Menyusul WW dan SHW, akhirnya AA diputus bersalah. AA dinyatakan terbukti turut serta menganjurkan pembunuhan Nasrudin. AA divonis 18 tahun penjara. Episode drama hukum memulai babak baru. Karena tak puas, AA langsung menyatakan banding. Tidak puas karena putusan dirasa olehnya tak adil.

Beberapa tahun sebelum itu. Hamdani, pekerja pabrik di Tangerang, divonis sekian bulan oleh hakim. Hakim menyatakan Hamdani terbukti ‘nyolong’ sandal jelek dari gudang perusahaan tempatnya bekerja. Meski menurutnya, ia hanya bermaksud meminjamnya. Cuma sekedar alas kaki saat mengambil wudlu. Di lokasi yang tak jauh dari gudang itu. Orang sibuk membicarakannya. Hakim sungguh tak adil, kata Hamdani diamini sebagian masyarakat. Tapi toh Hamdani tetap dibui.

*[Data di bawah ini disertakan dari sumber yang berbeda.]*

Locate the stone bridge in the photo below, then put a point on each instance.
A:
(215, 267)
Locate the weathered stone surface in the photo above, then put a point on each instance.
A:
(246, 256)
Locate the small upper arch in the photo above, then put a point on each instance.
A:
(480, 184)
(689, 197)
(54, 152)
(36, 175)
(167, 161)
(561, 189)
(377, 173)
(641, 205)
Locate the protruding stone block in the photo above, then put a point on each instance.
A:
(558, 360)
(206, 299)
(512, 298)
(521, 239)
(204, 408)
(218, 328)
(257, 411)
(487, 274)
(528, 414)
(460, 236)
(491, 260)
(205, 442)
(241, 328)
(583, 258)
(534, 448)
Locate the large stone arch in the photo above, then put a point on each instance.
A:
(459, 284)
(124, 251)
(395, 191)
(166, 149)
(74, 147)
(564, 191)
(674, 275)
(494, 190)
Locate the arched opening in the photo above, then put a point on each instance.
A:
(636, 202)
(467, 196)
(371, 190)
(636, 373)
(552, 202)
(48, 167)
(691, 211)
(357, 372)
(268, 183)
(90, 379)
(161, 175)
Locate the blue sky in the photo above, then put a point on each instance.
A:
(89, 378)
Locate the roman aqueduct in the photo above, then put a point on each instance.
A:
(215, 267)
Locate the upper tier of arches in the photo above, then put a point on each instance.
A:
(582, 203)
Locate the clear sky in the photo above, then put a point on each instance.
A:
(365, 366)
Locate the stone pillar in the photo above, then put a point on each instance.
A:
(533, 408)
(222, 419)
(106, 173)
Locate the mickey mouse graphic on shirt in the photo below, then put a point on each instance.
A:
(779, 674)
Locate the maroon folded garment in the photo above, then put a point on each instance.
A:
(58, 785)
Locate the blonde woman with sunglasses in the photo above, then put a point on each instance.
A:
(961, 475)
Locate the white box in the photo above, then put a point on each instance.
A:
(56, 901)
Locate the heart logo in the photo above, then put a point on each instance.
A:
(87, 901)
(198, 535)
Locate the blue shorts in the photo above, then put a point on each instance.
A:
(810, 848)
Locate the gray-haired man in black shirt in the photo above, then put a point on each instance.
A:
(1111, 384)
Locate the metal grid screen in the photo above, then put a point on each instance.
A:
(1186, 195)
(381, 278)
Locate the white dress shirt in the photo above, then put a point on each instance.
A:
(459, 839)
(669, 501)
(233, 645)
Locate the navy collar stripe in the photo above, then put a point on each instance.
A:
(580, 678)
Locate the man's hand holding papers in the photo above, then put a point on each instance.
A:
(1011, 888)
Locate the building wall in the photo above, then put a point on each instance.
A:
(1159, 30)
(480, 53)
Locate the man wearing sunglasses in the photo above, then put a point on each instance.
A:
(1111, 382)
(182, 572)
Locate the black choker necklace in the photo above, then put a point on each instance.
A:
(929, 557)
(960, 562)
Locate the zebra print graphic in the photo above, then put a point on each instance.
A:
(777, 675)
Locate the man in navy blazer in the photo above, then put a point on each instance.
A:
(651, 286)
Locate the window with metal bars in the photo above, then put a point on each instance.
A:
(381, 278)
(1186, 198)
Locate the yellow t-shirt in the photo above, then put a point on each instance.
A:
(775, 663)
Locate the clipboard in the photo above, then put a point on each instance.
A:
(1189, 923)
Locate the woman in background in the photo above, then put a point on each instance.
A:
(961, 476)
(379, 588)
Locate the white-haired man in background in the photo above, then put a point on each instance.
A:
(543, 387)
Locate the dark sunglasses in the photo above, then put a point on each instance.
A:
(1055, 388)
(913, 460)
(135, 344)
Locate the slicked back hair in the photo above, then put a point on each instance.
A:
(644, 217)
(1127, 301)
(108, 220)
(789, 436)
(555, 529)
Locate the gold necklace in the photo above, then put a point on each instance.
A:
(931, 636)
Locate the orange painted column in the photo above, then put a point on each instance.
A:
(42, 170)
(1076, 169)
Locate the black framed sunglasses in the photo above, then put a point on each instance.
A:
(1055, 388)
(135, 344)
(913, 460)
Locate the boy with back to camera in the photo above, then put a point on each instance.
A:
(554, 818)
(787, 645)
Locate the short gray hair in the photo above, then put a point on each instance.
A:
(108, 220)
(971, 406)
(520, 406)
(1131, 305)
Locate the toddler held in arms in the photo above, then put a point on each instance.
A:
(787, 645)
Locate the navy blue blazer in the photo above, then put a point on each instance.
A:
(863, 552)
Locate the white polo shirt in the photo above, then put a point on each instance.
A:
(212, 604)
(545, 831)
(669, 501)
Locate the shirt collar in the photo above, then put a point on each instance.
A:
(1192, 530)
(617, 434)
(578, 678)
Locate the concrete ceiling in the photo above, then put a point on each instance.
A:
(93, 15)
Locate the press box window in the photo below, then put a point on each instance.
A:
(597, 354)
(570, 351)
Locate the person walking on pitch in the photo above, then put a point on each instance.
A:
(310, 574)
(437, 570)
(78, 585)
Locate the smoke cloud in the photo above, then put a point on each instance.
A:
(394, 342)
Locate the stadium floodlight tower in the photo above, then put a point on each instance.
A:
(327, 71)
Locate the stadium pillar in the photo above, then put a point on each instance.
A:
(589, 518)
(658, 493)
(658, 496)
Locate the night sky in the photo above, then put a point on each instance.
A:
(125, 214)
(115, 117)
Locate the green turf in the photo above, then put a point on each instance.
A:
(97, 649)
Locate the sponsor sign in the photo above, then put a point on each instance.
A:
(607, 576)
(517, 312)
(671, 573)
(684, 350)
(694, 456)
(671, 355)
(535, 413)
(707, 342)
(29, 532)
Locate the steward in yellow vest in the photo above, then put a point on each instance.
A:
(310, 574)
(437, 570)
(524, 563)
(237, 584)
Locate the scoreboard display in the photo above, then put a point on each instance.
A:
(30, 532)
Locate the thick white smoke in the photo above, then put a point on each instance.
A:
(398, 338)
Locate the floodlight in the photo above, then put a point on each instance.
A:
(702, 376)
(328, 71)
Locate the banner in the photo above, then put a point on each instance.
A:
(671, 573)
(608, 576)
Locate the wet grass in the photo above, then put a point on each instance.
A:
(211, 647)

Dalam kasus kasus pernikahan di bawah umur di PN Ungaran, yang melibatkan Syech Puji, jaksa segera menyatakan banding setelah hakim memutus bebas Puji. Jaksa tak terima dengan putusan itu. Sehingga, menurut jaksa, putusan yang tak adil harus terus ‘dilawan’.

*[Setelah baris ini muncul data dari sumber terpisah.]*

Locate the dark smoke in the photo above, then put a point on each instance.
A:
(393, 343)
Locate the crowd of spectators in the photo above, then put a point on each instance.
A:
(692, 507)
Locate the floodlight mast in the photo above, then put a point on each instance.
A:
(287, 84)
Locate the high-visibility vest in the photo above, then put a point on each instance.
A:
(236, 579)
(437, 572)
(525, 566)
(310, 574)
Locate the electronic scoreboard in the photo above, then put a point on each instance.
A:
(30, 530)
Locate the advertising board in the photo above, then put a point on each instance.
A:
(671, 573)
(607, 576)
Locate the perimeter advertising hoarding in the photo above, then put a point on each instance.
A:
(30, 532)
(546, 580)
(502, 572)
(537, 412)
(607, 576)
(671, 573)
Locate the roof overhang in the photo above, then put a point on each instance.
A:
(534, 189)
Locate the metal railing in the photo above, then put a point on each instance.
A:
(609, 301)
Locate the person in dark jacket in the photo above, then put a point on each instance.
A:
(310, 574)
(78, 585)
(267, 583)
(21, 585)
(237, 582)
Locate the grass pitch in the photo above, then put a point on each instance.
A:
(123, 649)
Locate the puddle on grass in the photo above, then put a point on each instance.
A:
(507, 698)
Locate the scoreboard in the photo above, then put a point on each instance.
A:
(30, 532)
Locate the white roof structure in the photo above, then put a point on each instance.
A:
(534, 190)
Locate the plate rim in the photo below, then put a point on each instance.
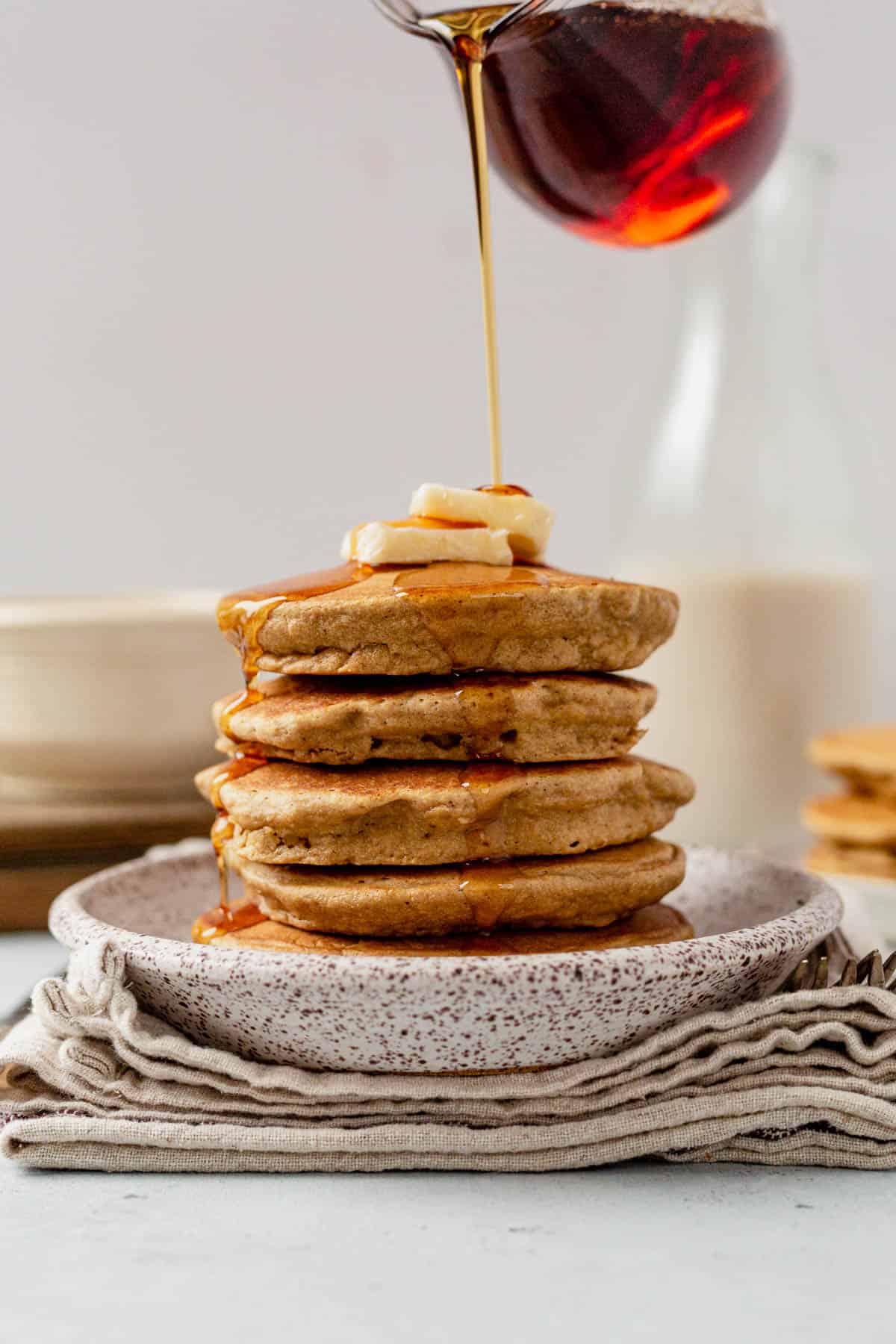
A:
(822, 907)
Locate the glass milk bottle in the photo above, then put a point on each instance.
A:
(747, 511)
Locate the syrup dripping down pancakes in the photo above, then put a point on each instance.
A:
(444, 765)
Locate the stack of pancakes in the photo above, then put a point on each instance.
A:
(442, 764)
(856, 828)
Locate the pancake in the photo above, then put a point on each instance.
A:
(655, 925)
(435, 813)
(852, 819)
(583, 892)
(329, 721)
(438, 618)
(852, 860)
(865, 759)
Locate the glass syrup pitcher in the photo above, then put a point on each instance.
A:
(630, 124)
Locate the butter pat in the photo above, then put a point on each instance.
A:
(383, 544)
(526, 522)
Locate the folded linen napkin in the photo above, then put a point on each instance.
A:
(89, 1081)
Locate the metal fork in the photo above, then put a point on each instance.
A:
(815, 971)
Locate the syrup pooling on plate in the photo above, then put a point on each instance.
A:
(484, 783)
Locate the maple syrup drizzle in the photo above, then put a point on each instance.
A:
(242, 616)
(222, 828)
(504, 490)
(469, 30)
(481, 780)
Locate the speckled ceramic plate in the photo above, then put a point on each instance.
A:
(754, 918)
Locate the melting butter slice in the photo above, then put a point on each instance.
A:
(403, 544)
(526, 522)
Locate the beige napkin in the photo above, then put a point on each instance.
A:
(89, 1081)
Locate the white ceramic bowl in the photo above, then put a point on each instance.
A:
(755, 921)
(109, 695)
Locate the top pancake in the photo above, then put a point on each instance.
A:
(438, 618)
(864, 757)
(339, 721)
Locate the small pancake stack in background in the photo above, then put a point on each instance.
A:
(856, 830)
(442, 762)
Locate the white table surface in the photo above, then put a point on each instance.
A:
(723, 1254)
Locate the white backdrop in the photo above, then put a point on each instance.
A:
(240, 293)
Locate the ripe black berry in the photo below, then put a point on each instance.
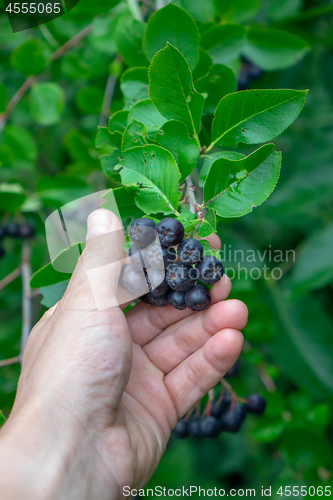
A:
(180, 277)
(156, 281)
(133, 281)
(210, 427)
(170, 231)
(13, 230)
(198, 298)
(210, 269)
(194, 428)
(230, 421)
(190, 251)
(142, 232)
(177, 299)
(241, 410)
(221, 407)
(26, 231)
(137, 257)
(158, 300)
(256, 404)
(161, 257)
(181, 429)
(234, 370)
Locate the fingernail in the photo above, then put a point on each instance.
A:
(99, 222)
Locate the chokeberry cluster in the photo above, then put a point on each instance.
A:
(15, 230)
(225, 415)
(164, 267)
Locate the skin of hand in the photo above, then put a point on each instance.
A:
(100, 391)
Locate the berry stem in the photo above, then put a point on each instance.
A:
(190, 197)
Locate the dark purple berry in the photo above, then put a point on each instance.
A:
(170, 232)
(181, 429)
(177, 299)
(13, 230)
(221, 407)
(137, 257)
(156, 281)
(158, 300)
(210, 427)
(194, 429)
(198, 298)
(180, 277)
(210, 269)
(256, 404)
(190, 251)
(234, 370)
(26, 231)
(161, 257)
(142, 232)
(241, 410)
(133, 281)
(230, 421)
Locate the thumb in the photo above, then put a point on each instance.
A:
(94, 283)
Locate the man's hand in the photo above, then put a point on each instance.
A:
(100, 391)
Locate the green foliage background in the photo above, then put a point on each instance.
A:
(48, 158)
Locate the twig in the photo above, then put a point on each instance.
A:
(109, 88)
(10, 277)
(266, 379)
(30, 80)
(10, 361)
(26, 295)
(190, 197)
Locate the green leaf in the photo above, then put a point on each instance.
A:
(200, 11)
(2, 419)
(208, 225)
(125, 199)
(237, 11)
(109, 162)
(303, 346)
(171, 89)
(3, 98)
(135, 135)
(116, 126)
(185, 149)
(210, 158)
(146, 113)
(53, 293)
(47, 102)
(173, 25)
(154, 170)
(313, 267)
(282, 9)
(203, 65)
(134, 85)
(21, 142)
(274, 49)
(128, 38)
(254, 116)
(223, 42)
(89, 100)
(12, 196)
(28, 58)
(234, 188)
(219, 82)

Kita tak hendak ‘menguliti’ lagi kasus-kasus itu. Melainkan sekedar menjadikannya contoh. Bahwa, polemik soal keadilan, terutama dalam putusan hakim di pengadilan, memang enggak ada matinya!. Kenapa? Karena, rupanya benar ungkapan: Siapa bilang pengadilan akan selalu menghasilkan keadilan?

Adil atau Tak Adil
Untuk mewujudkan keadilan, manusia memerlukan hukum. Hukum dan keadilan adalah dua hal berbeda. Walaupun tidak bisa dipisahkan. Keadilan adalah cita-cita yang menjadi arah dari kehidupan manusia. Sementara hukum, adalah ciptaan manusia yang sejak proses pembentukannya menggendong ketidakadilan. Bahkan boleh dikatakan, bahwa pada kenyataannya keadilan adalah momen yang selalu lolos dari genggaman hukum.

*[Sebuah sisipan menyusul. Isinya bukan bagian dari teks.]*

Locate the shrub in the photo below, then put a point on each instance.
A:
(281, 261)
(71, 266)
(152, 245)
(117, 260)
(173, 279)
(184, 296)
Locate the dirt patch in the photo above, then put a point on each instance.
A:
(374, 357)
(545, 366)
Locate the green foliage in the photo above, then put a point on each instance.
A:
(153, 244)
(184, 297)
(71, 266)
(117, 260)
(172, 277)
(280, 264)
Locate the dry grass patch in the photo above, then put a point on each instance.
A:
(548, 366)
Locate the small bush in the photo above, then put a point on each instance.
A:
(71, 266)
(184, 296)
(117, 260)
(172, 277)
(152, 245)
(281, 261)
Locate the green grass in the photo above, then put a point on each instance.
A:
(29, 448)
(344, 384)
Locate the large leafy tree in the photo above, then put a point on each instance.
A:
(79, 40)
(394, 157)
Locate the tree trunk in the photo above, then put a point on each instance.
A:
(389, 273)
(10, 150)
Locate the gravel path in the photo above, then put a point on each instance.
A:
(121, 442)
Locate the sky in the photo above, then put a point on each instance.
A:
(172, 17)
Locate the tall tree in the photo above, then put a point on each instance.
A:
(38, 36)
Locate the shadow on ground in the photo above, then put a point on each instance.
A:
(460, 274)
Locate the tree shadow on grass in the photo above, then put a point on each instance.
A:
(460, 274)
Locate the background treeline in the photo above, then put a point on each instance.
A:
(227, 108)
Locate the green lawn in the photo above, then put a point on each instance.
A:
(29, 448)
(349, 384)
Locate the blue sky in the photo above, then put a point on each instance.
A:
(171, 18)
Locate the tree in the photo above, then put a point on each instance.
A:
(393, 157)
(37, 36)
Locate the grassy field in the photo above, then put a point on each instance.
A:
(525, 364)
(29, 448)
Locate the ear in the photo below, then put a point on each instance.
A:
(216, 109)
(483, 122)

Hukum, kata Gustav Radbruch, idealnya mencerminkan keadilan, kemanfaatan dan kepastian. Jika komposisi tidak proporsional, lebih-lebih sekedar mengedepankan kepastian hukum maka akibatnya fatal. Hukum gagal mewujudkan keadilan. Menurut Radbruch, jika terjadi benturan antar ketiganya, keadilan harus dinomorsatukan. Sehingga, agaknya bicara semata-mata soal keadilan tak dapat dicegah. Meskipun kemanfaatan dan kepastian mungkin ada dalam vonis itu. Ini karena keadilan merupakan mahkota hukum. Dan, kata Aristoteles, karena hukum hanya bisa ditetapkan dalam kaitannya dengan keadilan.

Vonis hakim selalu mengundang polemik. Yang merasa tak diuntungkan, pasti bilang putusan itu tak adil. Bahkan menjelek-jelekkan hakim yang menyidangkannya. Sementara, yang diuntungkan oleh putusan itu, mengacungkan jempol sambil memuji-muji hakim telah berlaku adil. Inilah konsekuensi hukum dan keadilan buatan manusia (pengadilan). Selagi bersumber dari manusia, pasti ada 'benturan' di dalamnya.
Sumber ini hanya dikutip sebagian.